Detroit's DPW Director Ron Brundidge joined Duggan for the news conference, noting there are some city neighborhoods without driveways. The city has not declared a snow emergency and vehicles won't be towed, Duggan said.

Duggan said Monday that Detroit over the weekend recorded its third confirmed case of the new highly contagious variant of COVID-19, SARS-CoV-2 B.1.1.7, but stressed Detroiters have been vigilant in wearing masks and the city is "watching it closely." 

Duggan, who took part in a Friday meeting at the Oval Office to discuss President Joe Biden's COVID-19 rescue plan, has consistently expanded eligibility for vaccines in the city. He reiterated Monday that he's pressing the state and federal government to increase Detroit's weekly allotment of the vaccine from 15,000 doses to 25,000.

On Monday, the state Department of Health and Human Services announced a new program for ensuring more of Michigan's most vulnerable residents get vaccinated.
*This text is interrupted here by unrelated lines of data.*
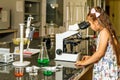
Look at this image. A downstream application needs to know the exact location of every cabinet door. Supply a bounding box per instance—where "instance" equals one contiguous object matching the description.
[109,0,120,36]
[24,0,40,22]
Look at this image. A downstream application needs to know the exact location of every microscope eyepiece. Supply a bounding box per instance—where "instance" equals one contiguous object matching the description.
[78,21,90,29]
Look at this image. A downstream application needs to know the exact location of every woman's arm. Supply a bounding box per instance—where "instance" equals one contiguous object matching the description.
[75,29,109,66]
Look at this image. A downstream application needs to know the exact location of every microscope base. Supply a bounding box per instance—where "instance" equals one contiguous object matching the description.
[55,53,80,62]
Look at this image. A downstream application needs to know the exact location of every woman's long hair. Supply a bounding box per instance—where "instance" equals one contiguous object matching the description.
[87,6,120,65]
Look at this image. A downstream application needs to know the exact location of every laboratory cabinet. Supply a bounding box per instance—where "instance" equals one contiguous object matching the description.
[24,0,40,22]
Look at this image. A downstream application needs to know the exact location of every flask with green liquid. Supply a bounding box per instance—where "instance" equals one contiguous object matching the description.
[37,42,49,66]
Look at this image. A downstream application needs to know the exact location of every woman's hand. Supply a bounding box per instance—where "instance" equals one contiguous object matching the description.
[82,56,90,60]
[75,60,85,66]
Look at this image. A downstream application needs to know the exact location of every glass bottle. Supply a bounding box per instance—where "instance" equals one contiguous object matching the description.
[38,42,49,66]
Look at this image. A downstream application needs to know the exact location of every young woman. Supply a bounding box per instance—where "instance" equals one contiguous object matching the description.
[75,7,120,80]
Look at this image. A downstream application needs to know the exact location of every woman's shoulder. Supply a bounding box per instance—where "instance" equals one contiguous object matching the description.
[100,28,110,37]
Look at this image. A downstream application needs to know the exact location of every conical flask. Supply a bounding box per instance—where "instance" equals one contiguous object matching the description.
[38,42,49,66]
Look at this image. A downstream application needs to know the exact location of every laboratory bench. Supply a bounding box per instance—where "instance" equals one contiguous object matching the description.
[0,54,92,80]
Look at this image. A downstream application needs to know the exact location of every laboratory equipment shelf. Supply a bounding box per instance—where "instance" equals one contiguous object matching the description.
[24,0,40,23]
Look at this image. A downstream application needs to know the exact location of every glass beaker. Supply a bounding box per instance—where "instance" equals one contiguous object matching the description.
[38,42,49,66]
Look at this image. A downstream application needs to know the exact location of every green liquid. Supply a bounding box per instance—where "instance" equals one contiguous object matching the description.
[38,59,50,66]
[43,70,53,76]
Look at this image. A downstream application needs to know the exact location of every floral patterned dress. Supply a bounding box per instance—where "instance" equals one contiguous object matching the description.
[93,35,118,80]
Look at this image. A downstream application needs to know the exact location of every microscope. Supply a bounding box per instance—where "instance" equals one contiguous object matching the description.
[55,21,90,62]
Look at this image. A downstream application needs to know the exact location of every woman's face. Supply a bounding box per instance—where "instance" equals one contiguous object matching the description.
[89,21,98,31]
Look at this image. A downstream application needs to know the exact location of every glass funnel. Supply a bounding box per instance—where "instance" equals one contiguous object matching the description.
[38,42,49,66]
Mortuary workers are now eligible for vaccinations and 41 federally qualified health centers in Michigan will begin receiving allocations of vaccine to inoculate people 65 and up in medically underserved communities. As of March 1, the state also will extend eligibility to workers in high-risk food processing and agricultural settings. 
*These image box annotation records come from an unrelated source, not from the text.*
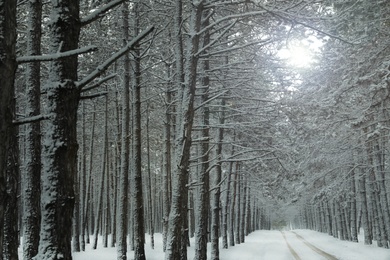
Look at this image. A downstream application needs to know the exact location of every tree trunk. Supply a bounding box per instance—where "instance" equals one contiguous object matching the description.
[350,170,358,242]
[21,0,42,259]
[37,0,80,260]
[0,126,20,260]
[194,23,210,260]
[117,2,130,260]
[165,0,203,260]
[0,0,17,253]
[162,67,172,252]
[132,1,145,260]
[146,105,155,249]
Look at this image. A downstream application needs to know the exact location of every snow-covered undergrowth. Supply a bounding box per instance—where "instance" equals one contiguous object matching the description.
[20,230,390,260]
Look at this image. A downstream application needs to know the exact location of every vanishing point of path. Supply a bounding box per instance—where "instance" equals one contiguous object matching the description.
[281,231,337,260]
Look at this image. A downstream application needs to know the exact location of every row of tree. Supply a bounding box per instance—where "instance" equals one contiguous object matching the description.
[0,0,390,259]
[286,1,390,248]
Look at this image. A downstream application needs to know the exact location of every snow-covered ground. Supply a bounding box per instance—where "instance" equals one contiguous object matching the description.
[25,230,390,260]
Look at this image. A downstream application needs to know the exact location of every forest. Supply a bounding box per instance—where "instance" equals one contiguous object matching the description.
[0,0,390,260]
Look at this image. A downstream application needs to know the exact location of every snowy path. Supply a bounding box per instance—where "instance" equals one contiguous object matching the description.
[282,232,337,260]
[67,230,390,260]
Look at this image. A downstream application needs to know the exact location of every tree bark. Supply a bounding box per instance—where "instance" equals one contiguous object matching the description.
[37,0,80,260]
[117,2,130,260]
[21,0,42,259]
[132,1,145,260]
[165,0,203,260]
[0,0,17,253]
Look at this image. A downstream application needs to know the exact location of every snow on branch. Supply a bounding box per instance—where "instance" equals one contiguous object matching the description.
[76,26,154,89]
[195,20,237,56]
[258,4,355,45]
[81,73,117,93]
[197,11,266,35]
[16,45,97,64]
[13,115,49,125]
[194,90,229,111]
[80,91,108,99]
[200,38,272,58]
[80,0,125,26]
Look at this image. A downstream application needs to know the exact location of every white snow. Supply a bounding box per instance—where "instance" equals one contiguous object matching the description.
[21,230,390,260]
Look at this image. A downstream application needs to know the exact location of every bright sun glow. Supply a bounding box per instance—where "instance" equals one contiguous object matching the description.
[278,39,322,68]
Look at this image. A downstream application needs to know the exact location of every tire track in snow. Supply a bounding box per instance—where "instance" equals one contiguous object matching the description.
[290,231,338,260]
[280,231,301,260]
Duggan said the city will detail its own expansion plans in the coming days. 

Detroit received a weekly allocation of 15,000 doses Monday. But Duggan anticipates the allotment will increase by March or early April. 

"Hopefully we will get above 15,000 sooner than that," he said. "But if you talk to the county executives in Wayne, Oakland and Macomb they'd all like more too. Everyone is watching out for their own constituents as they should be. We're the ones who have proven we're doing 15,000 a week without breaking a sweat."
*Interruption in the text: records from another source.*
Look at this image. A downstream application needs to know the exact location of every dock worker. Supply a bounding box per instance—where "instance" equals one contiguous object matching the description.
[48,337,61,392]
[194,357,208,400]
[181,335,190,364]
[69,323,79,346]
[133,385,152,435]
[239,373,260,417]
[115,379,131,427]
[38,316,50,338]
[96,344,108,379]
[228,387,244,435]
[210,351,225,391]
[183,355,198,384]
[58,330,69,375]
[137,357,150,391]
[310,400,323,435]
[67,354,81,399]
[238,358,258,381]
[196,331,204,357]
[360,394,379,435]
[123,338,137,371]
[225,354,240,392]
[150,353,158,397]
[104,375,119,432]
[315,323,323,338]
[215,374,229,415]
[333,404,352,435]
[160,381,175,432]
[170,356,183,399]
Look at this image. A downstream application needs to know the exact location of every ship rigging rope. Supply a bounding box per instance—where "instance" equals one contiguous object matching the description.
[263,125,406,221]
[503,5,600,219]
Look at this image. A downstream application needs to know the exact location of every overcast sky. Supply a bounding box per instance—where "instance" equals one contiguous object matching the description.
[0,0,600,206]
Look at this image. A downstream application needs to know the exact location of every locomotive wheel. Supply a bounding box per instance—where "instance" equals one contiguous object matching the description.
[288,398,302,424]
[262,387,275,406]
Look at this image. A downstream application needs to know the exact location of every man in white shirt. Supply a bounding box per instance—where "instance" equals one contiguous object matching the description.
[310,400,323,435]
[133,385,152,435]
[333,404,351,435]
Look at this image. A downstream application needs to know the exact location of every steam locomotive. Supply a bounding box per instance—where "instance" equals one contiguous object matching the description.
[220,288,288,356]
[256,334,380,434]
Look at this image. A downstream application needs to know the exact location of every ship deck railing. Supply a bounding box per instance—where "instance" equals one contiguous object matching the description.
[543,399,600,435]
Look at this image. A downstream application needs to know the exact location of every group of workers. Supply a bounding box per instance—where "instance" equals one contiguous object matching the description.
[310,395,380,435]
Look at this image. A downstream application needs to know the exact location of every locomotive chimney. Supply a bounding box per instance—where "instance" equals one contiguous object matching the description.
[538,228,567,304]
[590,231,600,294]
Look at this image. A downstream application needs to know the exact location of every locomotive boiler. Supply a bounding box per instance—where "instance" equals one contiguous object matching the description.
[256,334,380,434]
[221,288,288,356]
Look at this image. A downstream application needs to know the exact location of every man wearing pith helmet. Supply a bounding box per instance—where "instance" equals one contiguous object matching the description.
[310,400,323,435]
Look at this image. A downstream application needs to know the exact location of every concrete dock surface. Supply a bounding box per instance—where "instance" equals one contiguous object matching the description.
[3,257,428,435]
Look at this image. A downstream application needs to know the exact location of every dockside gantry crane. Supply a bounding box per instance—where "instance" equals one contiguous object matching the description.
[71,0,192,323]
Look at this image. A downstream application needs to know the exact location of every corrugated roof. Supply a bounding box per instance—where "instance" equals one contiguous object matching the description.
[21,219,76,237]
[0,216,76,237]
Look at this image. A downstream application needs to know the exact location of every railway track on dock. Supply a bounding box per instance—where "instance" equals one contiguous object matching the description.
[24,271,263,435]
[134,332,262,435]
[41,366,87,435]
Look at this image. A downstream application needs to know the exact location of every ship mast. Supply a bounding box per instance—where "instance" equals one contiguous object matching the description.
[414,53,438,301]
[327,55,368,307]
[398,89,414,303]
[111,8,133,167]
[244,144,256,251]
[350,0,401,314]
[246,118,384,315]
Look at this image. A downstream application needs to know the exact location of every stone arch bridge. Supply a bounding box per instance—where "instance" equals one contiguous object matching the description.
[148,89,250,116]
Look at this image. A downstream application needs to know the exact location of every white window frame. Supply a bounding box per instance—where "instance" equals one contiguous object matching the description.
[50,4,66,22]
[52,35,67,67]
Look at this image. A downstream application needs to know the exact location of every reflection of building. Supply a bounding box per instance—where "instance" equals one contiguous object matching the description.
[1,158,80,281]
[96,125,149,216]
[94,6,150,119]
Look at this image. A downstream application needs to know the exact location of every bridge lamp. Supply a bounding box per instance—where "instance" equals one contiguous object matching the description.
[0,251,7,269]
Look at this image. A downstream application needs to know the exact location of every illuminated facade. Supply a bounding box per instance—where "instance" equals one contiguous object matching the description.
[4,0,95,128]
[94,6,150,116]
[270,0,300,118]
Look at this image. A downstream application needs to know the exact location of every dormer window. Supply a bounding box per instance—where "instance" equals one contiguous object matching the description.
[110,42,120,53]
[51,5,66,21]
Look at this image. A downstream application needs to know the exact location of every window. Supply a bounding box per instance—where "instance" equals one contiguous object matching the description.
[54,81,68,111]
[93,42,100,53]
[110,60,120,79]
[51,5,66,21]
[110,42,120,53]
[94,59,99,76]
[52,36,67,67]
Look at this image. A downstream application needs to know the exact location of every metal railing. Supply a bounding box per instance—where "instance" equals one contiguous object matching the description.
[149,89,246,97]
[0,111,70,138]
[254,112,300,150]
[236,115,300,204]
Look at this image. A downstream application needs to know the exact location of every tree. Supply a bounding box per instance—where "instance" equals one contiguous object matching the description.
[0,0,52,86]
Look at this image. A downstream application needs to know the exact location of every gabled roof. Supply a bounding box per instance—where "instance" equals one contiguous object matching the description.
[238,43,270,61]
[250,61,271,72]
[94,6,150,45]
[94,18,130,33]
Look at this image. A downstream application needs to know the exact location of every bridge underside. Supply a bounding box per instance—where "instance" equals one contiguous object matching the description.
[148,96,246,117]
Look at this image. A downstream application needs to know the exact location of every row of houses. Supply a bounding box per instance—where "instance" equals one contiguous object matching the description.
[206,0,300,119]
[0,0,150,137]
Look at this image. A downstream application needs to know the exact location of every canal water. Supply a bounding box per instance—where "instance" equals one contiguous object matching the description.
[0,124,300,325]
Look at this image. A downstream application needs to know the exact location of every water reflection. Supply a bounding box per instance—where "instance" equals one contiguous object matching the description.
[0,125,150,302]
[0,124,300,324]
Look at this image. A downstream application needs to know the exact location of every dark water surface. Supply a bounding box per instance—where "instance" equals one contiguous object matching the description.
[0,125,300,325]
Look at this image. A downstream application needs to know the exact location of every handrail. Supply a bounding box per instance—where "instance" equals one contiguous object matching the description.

Over the weekend, Detroit hosted its first "Senior Saturdays" COVID-19 vaccination clinics at two churches with the aim of vaccinating 1,000 seniors. Duggan said Monday that on Saturday, Feb. 27 the city will double the number of churches involved to continue to ramp up the effort. 

Joshua Mitchell, a vehicle operator/laborer with the City of Detroit, checks the salt supply in his truck as he makes a quick stop at Conant and Kalsh streets in Hamtramck, Monday, Feb. 15, 2021. Mitchell said he and other City of Detroit workers have been salting the roads since 4 a.m. in preparation of the impending snowstorm.

Duggan late last week announced the city was opening appointments up to residents 18 and older with physical and developmental disabilities and their caregivers. 

Doses of vaccine in Detroit also are being offered to restaurant employees, grocery store workers, security guards and janitorial employees who live or work in the city. 

Others eligible are any "good neighbor" drivers, 65 or older, who bring older residents to the center, essential workers including K-12 teachers, child care workers and federal and state employees who are working in the city, and clergy and mortuary workers.

In response to the storm, the Washtenaw County Health Department said it canceled a vaccination clinic for Tuesday and appointments will be rescheduled.